• Enough Gossip. Where are the Trump Whistleblowers?

    September 17, 2018

    Tags: , , , ,
    Posted in: Democracy, Trump

    As a federal whistleblower who lost his career to tell the truth about the Iraq war publicly, I am burdened by how the interviewees in Bob Woodward’s new book, Fear, and Anonymous, that New York Times “resistance” Op-Ed author, have been hailed in heroic terms.

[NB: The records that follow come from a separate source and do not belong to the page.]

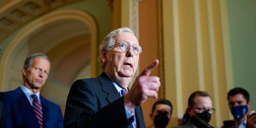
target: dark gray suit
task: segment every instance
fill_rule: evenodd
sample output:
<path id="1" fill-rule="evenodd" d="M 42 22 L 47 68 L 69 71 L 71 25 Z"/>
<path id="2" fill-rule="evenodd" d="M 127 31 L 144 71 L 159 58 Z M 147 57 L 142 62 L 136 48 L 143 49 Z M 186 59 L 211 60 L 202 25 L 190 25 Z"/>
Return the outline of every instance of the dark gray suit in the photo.
<path id="1" fill-rule="evenodd" d="M 194 126 L 192 124 L 190 123 L 189 121 L 188 121 L 188 122 L 184 125 L 180 125 L 179 126 L 178 126 L 175 127 L 173 127 L 172 128 L 196 128 L 196 127 Z"/>
<path id="2" fill-rule="evenodd" d="M 126 118 L 124 98 L 104 72 L 97 78 L 78 80 L 68 96 L 65 128 L 133 128 Z M 140 106 L 135 108 L 138 128 L 145 128 Z"/>
<path id="3" fill-rule="evenodd" d="M 40 128 L 32 106 L 20 88 L 0 93 L 5 105 L 6 128 Z M 40 95 L 44 128 L 63 127 L 63 116 L 58 105 Z"/>

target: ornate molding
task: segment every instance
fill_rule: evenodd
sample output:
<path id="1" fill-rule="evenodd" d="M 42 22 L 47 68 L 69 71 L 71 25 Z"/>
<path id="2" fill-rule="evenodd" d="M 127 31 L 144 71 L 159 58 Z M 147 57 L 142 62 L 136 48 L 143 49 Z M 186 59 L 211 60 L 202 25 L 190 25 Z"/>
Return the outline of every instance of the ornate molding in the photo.
<path id="1" fill-rule="evenodd" d="M 80 0 L 21 0 L 8 3 L 0 9 L 0 40 L 38 16 Z"/>

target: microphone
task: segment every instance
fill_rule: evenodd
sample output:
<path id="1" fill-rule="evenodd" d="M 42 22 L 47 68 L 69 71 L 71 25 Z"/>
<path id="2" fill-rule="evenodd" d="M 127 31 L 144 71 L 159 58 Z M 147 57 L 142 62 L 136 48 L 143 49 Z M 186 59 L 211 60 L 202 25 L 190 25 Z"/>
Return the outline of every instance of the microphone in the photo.
<path id="1" fill-rule="evenodd" d="M 191 116 L 190 119 L 190 122 L 197 128 L 214 128 L 214 127 L 207 123 L 204 120 L 196 116 L 196 115 Z"/>

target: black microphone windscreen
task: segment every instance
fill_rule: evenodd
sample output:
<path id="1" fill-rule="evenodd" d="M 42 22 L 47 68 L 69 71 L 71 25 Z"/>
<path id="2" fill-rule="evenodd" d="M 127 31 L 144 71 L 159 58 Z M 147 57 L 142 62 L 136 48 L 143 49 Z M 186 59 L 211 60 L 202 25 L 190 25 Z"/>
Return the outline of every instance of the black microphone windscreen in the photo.
<path id="1" fill-rule="evenodd" d="M 196 115 L 191 116 L 190 118 L 190 121 L 191 124 L 198 128 L 214 128 L 204 120 Z"/>

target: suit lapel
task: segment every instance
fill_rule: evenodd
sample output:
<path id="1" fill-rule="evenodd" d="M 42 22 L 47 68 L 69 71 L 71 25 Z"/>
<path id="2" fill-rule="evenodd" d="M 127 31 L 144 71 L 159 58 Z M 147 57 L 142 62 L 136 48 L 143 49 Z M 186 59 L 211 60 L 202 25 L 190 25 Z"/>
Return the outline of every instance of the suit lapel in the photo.
<path id="1" fill-rule="evenodd" d="M 36 124 L 36 126 L 38 128 L 40 127 L 39 123 L 35 114 L 35 112 L 34 111 L 33 107 L 31 106 L 30 103 L 28 100 L 25 94 L 24 94 L 20 87 L 16 89 L 14 92 L 16 96 L 19 99 L 18 102 L 29 114 L 29 115 L 31 116 L 33 122 Z"/>
<path id="2" fill-rule="evenodd" d="M 108 94 L 107 99 L 110 103 L 121 97 L 113 82 L 106 73 L 102 72 L 99 76 L 98 78 L 101 84 L 103 91 Z"/>
<path id="3" fill-rule="evenodd" d="M 43 126 L 44 128 L 49 128 L 49 126 L 47 122 L 48 120 L 50 119 L 50 114 L 49 113 L 49 107 L 46 100 L 40 95 L 40 100 L 41 100 L 41 105 L 42 110 L 43 111 Z"/>

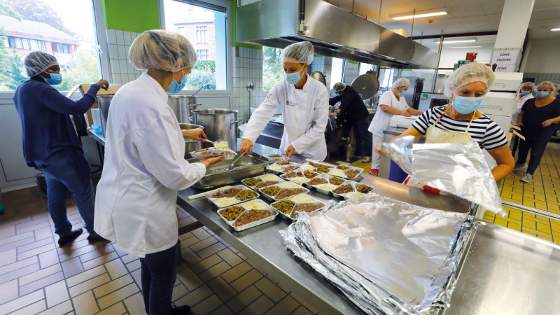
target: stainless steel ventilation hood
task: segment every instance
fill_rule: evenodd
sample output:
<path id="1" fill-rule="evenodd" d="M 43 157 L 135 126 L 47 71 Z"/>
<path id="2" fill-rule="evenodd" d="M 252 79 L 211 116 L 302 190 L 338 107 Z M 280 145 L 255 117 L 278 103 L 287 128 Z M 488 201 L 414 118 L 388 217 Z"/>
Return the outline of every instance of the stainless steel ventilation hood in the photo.
<path id="1" fill-rule="evenodd" d="M 322 0 L 262 0 L 237 9 L 237 41 L 399 69 L 436 68 L 438 52 Z"/>

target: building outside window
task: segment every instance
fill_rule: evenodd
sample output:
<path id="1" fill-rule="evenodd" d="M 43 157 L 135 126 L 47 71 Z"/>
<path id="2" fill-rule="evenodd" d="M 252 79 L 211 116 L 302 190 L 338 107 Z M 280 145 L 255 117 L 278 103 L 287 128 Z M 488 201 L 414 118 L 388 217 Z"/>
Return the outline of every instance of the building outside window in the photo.
<path id="1" fill-rule="evenodd" d="M 11 92 L 27 78 L 22 62 L 31 51 L 55 55 L 67 91 L 76 84 L 96 82 L 101 65 L 94 0 L 36 0 L 41 10 L 25 10 L 29 0 L 4 0 L 0 12 L 0 92 Z"/>
<path id="2" fill-rule="evenodd" d="M 225 8 L 189 0 L 163 0 L 164 27 L 181 34 L 194 46 L 198 60 L 183 90 L 227 89 Z"/>

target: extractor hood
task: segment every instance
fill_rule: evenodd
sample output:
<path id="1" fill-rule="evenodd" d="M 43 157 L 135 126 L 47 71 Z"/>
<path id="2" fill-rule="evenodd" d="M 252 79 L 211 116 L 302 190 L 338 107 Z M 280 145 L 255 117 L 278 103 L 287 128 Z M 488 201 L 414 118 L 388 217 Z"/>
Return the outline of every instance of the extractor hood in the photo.
<path id="1" fill-rule="evenodd" d="M 438 52 L 323 0 L 261 0 L 237 9 L 237 41 L 399 69 L 436 68 Z"/>

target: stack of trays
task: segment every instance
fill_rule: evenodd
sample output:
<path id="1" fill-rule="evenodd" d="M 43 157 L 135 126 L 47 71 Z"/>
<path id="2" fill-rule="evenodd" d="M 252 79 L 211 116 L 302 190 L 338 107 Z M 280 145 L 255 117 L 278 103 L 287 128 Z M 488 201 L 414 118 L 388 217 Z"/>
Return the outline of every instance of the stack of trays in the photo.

    Many see them as patriots “resisting Trump” from the inside, holding back his worst impulses through fibs and bureaucratic tricks, being the clandestine adults in the room. Having faced similar choices, I know their approach is neither honorable, nor effective. In the past the more common word applied to such officials would have been insubordinate.


    No one should join government to do only things they think are personally right; one serves the United States, and takes an oath to a Constitution which spells out a system of government and a chain of command running from the president. There is no addendum saying “but if you really disagree with the president it’s OK to do what you want.” In many military offices, the chain, from president to the lowest officer present, is literally displayed on the wall via pyramided portraits of those specific men and women; the blank space at the end is “you.”

    This is not to support robotic bureaucrats. But ideas, no matter how vigorously debated or opposed, at some point change from being Trump’s or Obama’s policies to those of the United States. Implementing them on a global scale, whether on a battlefield or across a negotiating table, is a team sport. Any other way is to bring on the chaos Anonymous claims to be pushing back against.


    I served 24 years in such a system, joining the State Department under Ronald Reagan and leaving during the Obama era. That splay of political ideologies had plenty of things in it to disagree with or even believe dangerous. Same for people in the military and the intelligence agencies, who, for example, were sent to train Afghan mujaheddin under one president and then kill them under another, more significant than wonky disagreement over a trade deal. An amoral president, in Anonymous’ words? How about one who set Americans to torturing prisoners to death?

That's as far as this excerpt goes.